FSU Commercialization is responsible for transferring disclosed FSU Intellectual Property (IP) into the marketplace. This happens by licensing FSU technologies to existing or start-up companies to develop and market these early stage technologies. Click here to view our Mission Statement.

FSU Commercialization manages projects ranging from the hard sciences and engineering to music and theatre. This begins with invention and work disclosures. When disclosures show a potential for commercial success, the Commercialization staff seeks intellectual property protection (copyrights and patents) for the research and/or creative work, then identifies commercial partners to negotiate agreements for continued development.

FSU Commercialization is also the point of contact for outside organizations and individuals wanting to locate, for commercial or other public purposes, the skills, inventions, creative works and other resources of the FSU research community.

Our Mission

We contribute to FSU's achieving its goals for improving education, research and community service by creating partnerships between university researchers and outside organizations to develop products and knowledge for the benefit of society.

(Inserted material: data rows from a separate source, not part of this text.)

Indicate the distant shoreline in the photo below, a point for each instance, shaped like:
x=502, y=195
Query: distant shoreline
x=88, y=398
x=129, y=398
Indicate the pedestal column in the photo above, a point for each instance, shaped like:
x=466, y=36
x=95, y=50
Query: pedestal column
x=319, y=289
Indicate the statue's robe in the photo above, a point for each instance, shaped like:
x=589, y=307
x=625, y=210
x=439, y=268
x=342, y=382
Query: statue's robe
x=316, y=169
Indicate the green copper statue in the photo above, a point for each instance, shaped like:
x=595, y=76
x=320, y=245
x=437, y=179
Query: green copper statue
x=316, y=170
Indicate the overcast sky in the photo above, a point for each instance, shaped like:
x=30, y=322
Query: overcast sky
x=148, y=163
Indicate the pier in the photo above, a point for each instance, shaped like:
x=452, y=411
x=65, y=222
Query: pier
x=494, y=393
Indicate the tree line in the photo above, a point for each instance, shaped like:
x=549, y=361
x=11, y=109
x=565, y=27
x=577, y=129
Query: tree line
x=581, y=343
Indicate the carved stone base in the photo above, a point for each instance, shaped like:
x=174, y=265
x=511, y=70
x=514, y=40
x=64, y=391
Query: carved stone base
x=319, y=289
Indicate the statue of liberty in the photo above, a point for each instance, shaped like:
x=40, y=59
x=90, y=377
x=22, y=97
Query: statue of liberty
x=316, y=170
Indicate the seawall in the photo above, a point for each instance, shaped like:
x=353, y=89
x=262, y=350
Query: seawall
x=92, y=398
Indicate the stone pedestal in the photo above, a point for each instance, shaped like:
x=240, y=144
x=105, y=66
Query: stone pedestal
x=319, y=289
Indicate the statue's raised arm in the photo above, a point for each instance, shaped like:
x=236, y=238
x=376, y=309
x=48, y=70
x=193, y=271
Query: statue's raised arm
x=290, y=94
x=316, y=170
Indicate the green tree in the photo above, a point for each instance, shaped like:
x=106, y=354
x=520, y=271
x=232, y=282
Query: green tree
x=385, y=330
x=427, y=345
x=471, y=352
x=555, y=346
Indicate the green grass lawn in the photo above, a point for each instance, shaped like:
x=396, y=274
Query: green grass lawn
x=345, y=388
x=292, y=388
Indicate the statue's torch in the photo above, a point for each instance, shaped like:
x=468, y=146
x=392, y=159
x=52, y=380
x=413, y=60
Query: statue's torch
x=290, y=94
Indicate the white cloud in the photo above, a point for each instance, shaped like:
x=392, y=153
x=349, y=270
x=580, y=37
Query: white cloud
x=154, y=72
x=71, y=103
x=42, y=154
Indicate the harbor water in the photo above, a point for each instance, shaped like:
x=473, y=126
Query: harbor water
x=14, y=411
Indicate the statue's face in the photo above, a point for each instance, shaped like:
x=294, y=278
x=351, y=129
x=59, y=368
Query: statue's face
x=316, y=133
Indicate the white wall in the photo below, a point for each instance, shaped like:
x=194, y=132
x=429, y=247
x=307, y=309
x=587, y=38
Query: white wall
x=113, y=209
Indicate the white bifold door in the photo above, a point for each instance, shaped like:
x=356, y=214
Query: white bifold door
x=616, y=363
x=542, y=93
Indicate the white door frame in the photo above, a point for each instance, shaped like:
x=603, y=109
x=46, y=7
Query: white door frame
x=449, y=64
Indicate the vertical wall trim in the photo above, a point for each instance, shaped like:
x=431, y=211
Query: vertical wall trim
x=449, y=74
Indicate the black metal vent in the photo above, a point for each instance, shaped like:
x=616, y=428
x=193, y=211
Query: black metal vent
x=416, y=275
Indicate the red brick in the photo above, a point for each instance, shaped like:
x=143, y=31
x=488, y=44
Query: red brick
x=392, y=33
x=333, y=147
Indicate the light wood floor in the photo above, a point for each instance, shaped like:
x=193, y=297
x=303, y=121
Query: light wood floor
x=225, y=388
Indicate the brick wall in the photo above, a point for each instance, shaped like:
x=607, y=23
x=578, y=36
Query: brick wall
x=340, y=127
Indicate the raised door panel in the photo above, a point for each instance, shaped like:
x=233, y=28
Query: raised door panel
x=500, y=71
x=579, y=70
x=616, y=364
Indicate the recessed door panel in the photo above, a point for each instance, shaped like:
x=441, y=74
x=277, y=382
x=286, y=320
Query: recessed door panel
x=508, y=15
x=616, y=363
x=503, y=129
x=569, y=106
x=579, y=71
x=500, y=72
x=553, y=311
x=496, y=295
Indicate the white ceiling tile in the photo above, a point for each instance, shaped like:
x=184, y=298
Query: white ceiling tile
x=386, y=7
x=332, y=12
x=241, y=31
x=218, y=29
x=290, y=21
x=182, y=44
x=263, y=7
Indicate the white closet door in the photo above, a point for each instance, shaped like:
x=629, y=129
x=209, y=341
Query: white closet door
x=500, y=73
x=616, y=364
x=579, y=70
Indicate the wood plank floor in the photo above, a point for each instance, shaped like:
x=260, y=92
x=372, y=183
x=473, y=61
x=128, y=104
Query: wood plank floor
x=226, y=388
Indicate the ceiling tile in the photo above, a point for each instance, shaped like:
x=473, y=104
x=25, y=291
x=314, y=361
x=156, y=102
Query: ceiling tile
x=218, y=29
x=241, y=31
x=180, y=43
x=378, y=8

In support of its mission, FSU Commercialization has four core goals:

  • Educate: Recognize innovative and creative faculty and student activity, inform them of opportunities to move their research results into use in society, and assist them in capturing internal and external development funding via partnerships for products and services based on their work.
  • Communicate: With others, develop an effective program to document, and communicate the full value of faculty inventions, creative works, and know-how to society.
  • Build the research base: Increase Research & Development revenues to FSU from public and private sources through funded research, technology licensing and other collaborative opportunities.
  • Help create knowledge-based economic development: Through a program with a goal of accelerating the formation of companies spun out of FSU based on FSU creative work and research. Enhance economic development in the community, state and region by building strong ties between the public and private sectors.

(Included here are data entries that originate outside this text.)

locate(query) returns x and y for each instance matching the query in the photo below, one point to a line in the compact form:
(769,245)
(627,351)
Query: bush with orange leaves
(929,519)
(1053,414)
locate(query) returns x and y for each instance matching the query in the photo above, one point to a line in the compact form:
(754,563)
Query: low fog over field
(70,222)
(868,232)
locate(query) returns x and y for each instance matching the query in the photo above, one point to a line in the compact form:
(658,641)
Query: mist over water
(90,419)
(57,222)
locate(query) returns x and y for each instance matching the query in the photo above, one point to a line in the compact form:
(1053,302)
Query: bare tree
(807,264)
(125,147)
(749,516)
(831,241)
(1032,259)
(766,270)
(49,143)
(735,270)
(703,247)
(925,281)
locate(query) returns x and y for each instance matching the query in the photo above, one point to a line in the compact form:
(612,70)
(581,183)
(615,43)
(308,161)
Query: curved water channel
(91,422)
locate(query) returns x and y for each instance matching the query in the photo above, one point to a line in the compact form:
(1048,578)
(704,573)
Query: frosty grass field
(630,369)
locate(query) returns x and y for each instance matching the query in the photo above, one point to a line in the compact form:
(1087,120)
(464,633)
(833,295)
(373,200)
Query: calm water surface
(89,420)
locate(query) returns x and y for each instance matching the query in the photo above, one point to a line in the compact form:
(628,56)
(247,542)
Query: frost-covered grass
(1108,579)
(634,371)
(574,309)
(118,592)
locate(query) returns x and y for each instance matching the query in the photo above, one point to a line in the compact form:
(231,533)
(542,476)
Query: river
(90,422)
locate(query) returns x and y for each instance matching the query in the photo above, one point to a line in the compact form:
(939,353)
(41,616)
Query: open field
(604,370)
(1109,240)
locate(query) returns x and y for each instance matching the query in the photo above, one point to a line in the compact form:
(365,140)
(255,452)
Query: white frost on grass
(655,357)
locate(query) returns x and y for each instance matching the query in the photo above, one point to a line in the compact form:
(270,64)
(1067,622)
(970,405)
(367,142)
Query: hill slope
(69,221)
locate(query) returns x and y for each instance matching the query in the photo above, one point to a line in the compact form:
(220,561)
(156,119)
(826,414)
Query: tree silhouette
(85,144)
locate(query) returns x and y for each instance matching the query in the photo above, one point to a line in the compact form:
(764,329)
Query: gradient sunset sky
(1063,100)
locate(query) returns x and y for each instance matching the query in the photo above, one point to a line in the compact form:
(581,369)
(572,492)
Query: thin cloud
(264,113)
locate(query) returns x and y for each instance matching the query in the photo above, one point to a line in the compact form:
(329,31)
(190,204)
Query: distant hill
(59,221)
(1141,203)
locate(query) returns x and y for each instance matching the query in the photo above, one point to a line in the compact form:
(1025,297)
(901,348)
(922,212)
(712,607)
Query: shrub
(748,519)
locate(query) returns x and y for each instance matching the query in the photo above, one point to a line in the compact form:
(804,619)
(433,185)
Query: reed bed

Who Benefits from Commercialized Research?

  1. The FSU Community
  2. Industry
  3. Tallahassee (Local Impact)
  4. The State of Florida
  5. The U.S. Government
  6. The General Public

Why Do We Do It?

In 1980, the U.S. Congress passed the Bayh-Dole Act. This act mandated that any inventions arising from federally-sponsored research at a university shall be assigned to the university. In return, the university would attempt to commercialize the inventions commercialized for the benefit of the public. In 2005, the name of the office [est. 1996 as the Office of Technology Transfer] was changed to the Office of Commercialization.